CyberPoint doesn’t specify whether Hacking Team received that special service. But it boasts a close relationship with the U.S. government. According to a company press release, CyberPoint plans to host an FBI supervisory special agent at a craft brewery in Laurel, Maryland, this month, where he will talk about a notorious computer botnet that the law enforcement agency helped take down last year.
An FBI spokesman declined to comment.
CyberPoint has other U.S. government ties. It has employed at least one former U.S. intelligence officer who worked in offensive cyber operations for the National Security Agency, according to a source who spoke on the condition of anonymity. Paul Kurtz, who worked on cyber security and counterterrorism issues for the National Security Council during the George W. Bush administration, worked for three years as CyberPoint’s chief information security officer after leaving government.
And the company has close ties to at least one foreign government, the United Arab Emirates, where it has run a cybersecurity operations center and is advertising for positions.
The work for the UAE provides another glimpse of the company’s potentially offensive cyber operations. Among the leaked Hacking Team documents is an invoice that shows CyberPoint bought the Italian company’s Remote Control System, a spying tool that allows users to “take control of your targets and monitor them regardless of encryption and mobility” and “hack into your targets with the most advanced infection vectors available,” Hacking Team claims on its website. Reportedly, the Remote Control System can turn on a laptop computer’s camera and microphone, making it an eavesdropping device.
The invoice for CyberPoint is billed to the company’s office in Maryland but was labeled by Hacking team as “MOI—UAE,” apparently a reference to the United Arab Emirates Ministry of Interior, which houses the country’s security services. Hacking Team has also sold its products through companies acting as middlemen to the governments of Egypt and Saudi Arabia.

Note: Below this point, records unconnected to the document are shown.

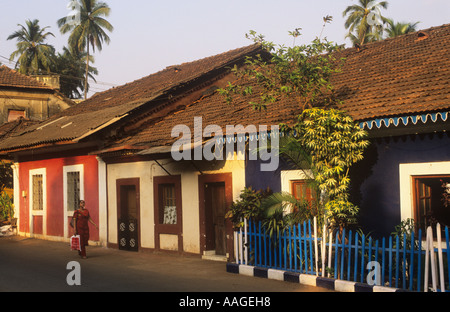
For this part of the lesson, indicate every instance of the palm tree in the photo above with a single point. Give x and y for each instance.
(395, 29)
(90, 31)
(358, 20)
(71, 67)
(34, 54)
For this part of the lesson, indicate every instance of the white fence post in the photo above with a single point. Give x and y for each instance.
(429, 252)
(323, 249)
(441, 261)
(245, 242)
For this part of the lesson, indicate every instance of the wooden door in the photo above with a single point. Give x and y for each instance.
(215, 207)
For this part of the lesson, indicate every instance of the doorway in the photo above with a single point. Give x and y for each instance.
(215, 194)
(128, 214)
(215, 208)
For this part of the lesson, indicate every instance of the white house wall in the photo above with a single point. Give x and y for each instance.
(145, 171)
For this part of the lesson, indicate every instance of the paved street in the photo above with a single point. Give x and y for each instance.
(33, 265)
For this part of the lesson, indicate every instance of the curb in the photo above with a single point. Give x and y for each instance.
(307, 279)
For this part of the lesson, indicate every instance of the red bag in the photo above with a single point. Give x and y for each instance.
(75, 242)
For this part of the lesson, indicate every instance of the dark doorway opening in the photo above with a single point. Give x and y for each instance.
(128, 213)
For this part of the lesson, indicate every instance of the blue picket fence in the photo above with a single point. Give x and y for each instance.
(401, 261)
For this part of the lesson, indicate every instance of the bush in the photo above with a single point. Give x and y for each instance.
(6, 206)
(248, 206)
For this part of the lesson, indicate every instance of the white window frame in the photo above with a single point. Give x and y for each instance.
(66, 169)
(407, 172)
(43, 212)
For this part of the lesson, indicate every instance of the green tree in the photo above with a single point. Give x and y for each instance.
(34, 55)
(299, 72)
(364, 21)
(89, 32)
(335, 142)
(325, 141)
(71, 66)
(395, 29)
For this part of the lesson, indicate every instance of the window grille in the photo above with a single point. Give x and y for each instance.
(169, 207)
(73, 190)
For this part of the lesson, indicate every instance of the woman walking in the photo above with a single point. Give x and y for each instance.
(82, 218)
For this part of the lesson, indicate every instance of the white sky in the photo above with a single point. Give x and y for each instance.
(150, 35)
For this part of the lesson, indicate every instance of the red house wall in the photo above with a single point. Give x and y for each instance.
(55, 196)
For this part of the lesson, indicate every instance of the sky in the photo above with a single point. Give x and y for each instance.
(150, 35)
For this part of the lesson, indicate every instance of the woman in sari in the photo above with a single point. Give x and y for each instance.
(82, 219)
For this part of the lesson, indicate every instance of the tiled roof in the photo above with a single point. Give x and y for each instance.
(395, 77)
(12, 78)
(405, 75)
(110, 106)
(399, 76)
(12, 127)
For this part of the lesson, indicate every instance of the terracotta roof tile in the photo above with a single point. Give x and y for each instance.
(115, 103)
(12, 78)
(394, 77)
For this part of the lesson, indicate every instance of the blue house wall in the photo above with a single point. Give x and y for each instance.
(376, 180)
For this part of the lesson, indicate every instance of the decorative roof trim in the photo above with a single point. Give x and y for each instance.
(405, 120)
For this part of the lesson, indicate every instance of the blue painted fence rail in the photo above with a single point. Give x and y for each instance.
(400, 261)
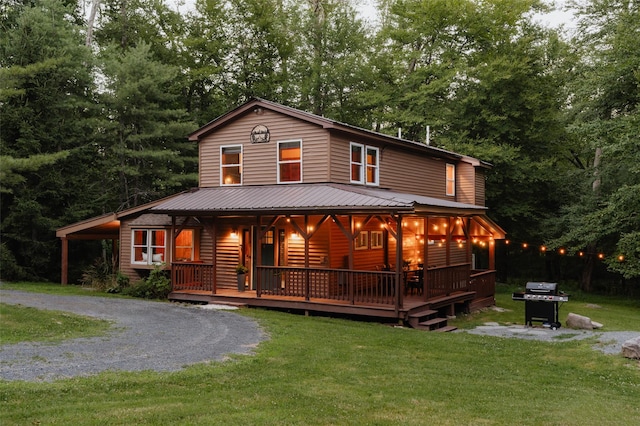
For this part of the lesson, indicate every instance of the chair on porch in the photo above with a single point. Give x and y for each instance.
(416, 281)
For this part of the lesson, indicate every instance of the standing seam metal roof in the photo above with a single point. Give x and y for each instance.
(299, 197)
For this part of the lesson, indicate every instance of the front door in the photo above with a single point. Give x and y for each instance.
(267, 257)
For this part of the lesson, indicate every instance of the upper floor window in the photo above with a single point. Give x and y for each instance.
(451, 179)
(357, 166)
(231, 165)
(290, 161)
(372, 165)
(149, 246)
(365, 164)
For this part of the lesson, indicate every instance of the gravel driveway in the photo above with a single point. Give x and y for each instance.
(145, 336)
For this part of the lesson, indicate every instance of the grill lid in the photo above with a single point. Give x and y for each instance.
(542, 288)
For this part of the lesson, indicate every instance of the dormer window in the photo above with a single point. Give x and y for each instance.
(365, 164)
(451, 179)
(290, 161)
(231, 165)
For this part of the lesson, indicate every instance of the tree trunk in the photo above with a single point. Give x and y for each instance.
(587, 270)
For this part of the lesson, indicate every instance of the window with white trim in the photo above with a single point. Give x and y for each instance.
(149, 246)
(231, 165)
(451, 179)
(357, 160)
(290, 161)
(373, 165)
(184, 250)
(364, 164)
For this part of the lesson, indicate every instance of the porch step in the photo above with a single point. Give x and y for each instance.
(446, 328)
(433, 324)
(416, 317)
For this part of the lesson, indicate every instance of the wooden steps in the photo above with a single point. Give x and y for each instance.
(428, 319)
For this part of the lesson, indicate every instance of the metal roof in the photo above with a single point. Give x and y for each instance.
(305, 198)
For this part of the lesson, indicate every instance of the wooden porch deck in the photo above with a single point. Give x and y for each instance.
(455, 291)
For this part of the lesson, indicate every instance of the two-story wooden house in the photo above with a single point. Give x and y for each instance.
(326, 217)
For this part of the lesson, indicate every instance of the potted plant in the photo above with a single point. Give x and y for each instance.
(241, 270)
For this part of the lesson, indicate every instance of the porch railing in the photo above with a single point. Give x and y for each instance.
(352, 286)
(376, 287)
(192, 276)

The Middle East and the Gulf region have been important markets for Hacking Team, according to its client rosters and leaked invoices. In March, company employees spoke at a surveillance conference for law enforcement agencies in Dubai. Some of the presentation titles—“Offensive Surveillance in Today’s Changing, Challenging and Dangerous World,” and “Intruding Personal Devices with Remote Control System”—make clear that the company is based on turning government agencies into cyber spies. CyberPoint also presented at the conference, on “automating malware analysis” to assist in hacking investigations.

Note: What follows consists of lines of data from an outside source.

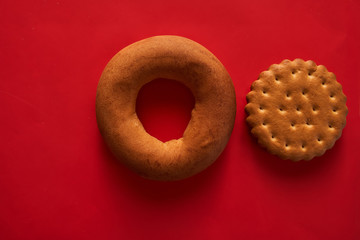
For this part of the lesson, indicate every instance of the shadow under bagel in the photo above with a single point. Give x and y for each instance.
(212, 118)
(169, 100)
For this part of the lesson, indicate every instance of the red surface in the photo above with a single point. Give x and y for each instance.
(59, 181)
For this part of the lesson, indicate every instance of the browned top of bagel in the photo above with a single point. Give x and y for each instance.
(212, 118)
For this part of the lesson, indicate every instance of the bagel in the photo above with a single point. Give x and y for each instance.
(212, 119)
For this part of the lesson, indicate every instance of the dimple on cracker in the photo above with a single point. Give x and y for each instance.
(296, 109)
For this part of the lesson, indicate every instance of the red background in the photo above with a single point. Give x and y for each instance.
(58, 180)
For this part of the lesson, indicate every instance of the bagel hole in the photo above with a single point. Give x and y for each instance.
(164, 108)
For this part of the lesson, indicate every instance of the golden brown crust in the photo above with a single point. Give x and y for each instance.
(212, 118)
(296, 109)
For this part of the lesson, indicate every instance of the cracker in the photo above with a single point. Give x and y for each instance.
(296, 109)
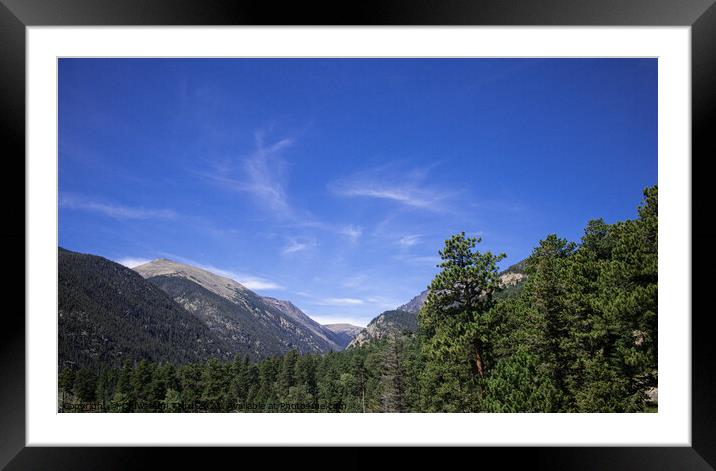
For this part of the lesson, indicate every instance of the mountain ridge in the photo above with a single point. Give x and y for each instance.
(287, 322)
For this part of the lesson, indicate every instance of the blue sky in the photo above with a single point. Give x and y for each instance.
(333, 183)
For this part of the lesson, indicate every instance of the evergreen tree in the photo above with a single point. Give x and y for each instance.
(85, 385)
(455, 324)
(546, 292)
(66, 381)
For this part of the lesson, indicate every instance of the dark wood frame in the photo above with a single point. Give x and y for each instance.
(16, 15)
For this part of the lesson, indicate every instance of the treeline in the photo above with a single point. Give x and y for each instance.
(579, 335)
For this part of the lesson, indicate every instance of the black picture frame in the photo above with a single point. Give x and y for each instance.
(16, 15)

The company has also found a home with U.S. allies in Asia. Notably, Hacking Team has sold its Remote Control System to the South Korean army. South Korea and the United States share a common cyber foe in North Korea, which has attacked companies in both countries.
The U.S. has also mounted aggressive cyber spying operations against North Korea. And as The Daily Beast reported, the U.S. launched limited offensive cyber operations against North Korean computer networks last year in retaliation for the country hacking Sony Pictures Entertainment.
The motivations of the intruders who posted Hacking Team’s secrets online are still unclear. But the disclosure could be a problem for some of the company’s spy agency clients. Now that the world knows which countries Hacking Team was working for, those spies themselves could be the next targets.
Nicholas Weaver, a senior researcher at the International Computer Science Institute, told The Daily Beast, “There are almost certainly a lot of intelligence agencies warming up for some significant ‘fourth party’ collection, that is, steal data from somebody else’s cache of stolen data.”